Committee on schools proposed Liaison sought for county board ANNAPOLIS/SOUTH COUNTY -- Davidsonville * Edgewater * Shady Side * Deale

September 28, 1993|By Carol L. Bowers | Carol L. Bowers,Staff Writer Staff Writer Andrea F. Siegel contributed to this story.

Annapolis may soon have its own school board to monitor the progress of the 10 Anne Arundel County public schools located within the city limits, under a bill drafted by Alderman Carl O. Snowden.

The Ward 5 Democrat's legislation would create a nine-member standing committee on education to act as a liaison between the Annapolis City Council and the county school board.

"Historically, the city had no involvement with the schools because it was a county function," Mr. Snowden said. "We want to create a rapport so the citizens have some input."

Annapolis residents, like other county residents, may bring school-related concerns to local PTAs, Citizen Advisory Committees and school board members. One school board appointee must be from the legislative district that includes Annapolis.

Dorothy Chaney, who occupies that seat, said she is unsure what the function of the Annapolis committee would be and said the school board has had no problem communicating with the City Council. However, she said, the school board is open to hearing from many groups.

Similarly, board member Michael Pace said he would welcome participation by more parents -- provided the city's committee would not exclude other voices or serve as a political grandstand.

The proposed legislation is the latest in a series of efforts by Annapolis residents to influence the Board of Education's decisions.

In March, the city council and the county school board met for the first time ever to discuss plans for redistricting Annapolis area schools.

Shortly afterward, Adams Park residents successfully lobbied to have their neighborhood school re-opened as a bona fide elementary school. That building had housed the Learning Center, a program for students with behavior problems. A new home for the Learning Center is being constructed.

"At the first . . . meeting with the Board of Education, I learned that so much of what the Board of Education does and so much of what the city does impacts on one another," Mr. Snowden said. "We now realize development impacts directly on schools and we need some coordination in our efforts."
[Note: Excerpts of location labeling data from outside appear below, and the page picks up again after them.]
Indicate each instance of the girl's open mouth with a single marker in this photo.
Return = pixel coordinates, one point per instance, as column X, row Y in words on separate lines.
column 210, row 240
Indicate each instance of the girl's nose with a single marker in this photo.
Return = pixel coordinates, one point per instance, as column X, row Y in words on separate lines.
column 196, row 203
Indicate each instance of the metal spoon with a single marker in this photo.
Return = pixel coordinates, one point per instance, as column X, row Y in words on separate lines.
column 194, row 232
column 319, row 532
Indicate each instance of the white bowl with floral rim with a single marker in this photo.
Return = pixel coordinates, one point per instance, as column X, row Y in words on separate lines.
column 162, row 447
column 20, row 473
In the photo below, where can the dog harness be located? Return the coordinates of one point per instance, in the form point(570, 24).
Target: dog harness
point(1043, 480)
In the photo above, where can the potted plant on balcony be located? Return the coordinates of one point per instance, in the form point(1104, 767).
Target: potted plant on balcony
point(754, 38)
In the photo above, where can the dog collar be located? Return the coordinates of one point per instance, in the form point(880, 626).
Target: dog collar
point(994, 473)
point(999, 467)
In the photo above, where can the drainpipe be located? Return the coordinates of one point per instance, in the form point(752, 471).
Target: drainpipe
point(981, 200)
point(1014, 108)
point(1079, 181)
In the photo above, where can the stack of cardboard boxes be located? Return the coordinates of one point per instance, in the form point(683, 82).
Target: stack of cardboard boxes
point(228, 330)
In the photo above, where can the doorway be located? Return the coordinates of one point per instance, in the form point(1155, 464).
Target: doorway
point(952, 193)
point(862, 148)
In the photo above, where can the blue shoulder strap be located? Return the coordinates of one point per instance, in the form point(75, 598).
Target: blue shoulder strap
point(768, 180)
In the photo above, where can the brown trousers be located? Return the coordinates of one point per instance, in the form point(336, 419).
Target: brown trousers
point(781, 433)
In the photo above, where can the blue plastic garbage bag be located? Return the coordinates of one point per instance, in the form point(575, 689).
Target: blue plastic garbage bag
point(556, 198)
The council also is seeking to have more of a say in county school operations because, "when a citizen has a concern, it makes it appear you're passing the buck when you say, 'That's a county problem,' " he said.

The proposed legislation, scheduled to be introduced Oct. 11, calls for each alderman and the mayor to each appoint a member to the education committee.

The committee members would be appointed to staggered, five-year terms.

In addition to establishing a rapport between the council and school board, the education committee would be responsible for an annual report assessing academics, discipline problems, redistricting and related issues.